Ca ne me dérange pas. Pour le coup les prix sont multiples (Public, jury, Canal +…). Par exemple la sélection pour le jury est faite parmi toutes celles qui sont présentes donc ca n’a rien à voir avec la visibilité que peut avoir le public ou bien la date à laquelle on a postulé ! Après c’est au public d’être curieux et d’aller fouiller le site.

Pour revenir à « Je suis choisie », dans la vie de tous les jours tu es comme ton personnage, indécise ?

J’ai une théorie : « les deux secondes de courage » ! Pour moi, dans la vie il faut juste deux secondes de courage pour faire les choses, une fois ces deux secondes passées tu ne peux plus reculer donc tu y fonces.

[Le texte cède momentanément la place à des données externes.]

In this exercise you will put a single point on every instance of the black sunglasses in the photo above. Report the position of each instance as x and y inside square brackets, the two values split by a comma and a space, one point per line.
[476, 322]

Bien entendu je le conseille aux autres sans me l’appliquer ! (rires) Disons que pour ma part… tous les choix ne sont pas faciles à faire.

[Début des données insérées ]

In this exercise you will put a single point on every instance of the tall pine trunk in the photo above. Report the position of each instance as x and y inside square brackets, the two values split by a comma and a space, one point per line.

Ok! Alors je te mets face à un choix à faire:  si tu gagnais les 3000€ qu’en ferais-tu ?

J’avoue que je les mettrais de côté pour payer l’autre moitié du capital pour notre société. Les taxes, impôts … Et j’inviterais les techniciens et acteurs du court-métrage à manger, ou je leur achèterai une bonne bouteille. Mais pour le moment je ne pense pas à gagner! J’ai voulu le faire et je l’ai fait. C’est l’essentiel et ça c’est mon choix! T’as répété ? Non capitaine.

Alors, comme j’adore te laisser le choix je te laisse trouver la phrase de fin! Si tu avais un conseil à donner aux curieux de COCY ?  

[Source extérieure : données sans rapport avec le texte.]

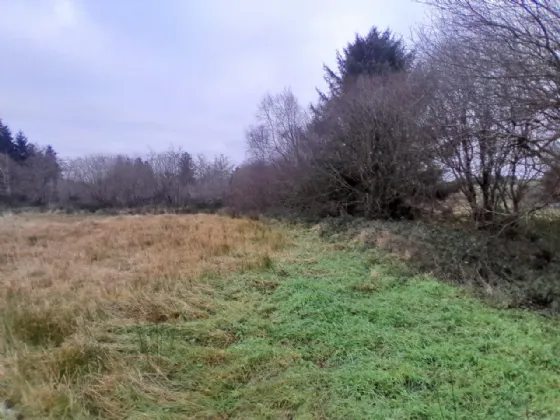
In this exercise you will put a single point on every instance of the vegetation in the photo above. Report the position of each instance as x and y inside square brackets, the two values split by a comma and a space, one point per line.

Je leur dirais qu’il faut toujours garder espoir, que les producteurs ne sont pas tous des connards, que les gens ont de la bienveillance en eux et qu’on peut bosser avec envie et sincérité dans le cinéma !

Alors si on vous dit « Producteur de film », vous pensez toujours paillettes, show biz et hommes d’affaires ? Et bien désormais chez C.O.C.Y, on vous répondra passion et simplicité! 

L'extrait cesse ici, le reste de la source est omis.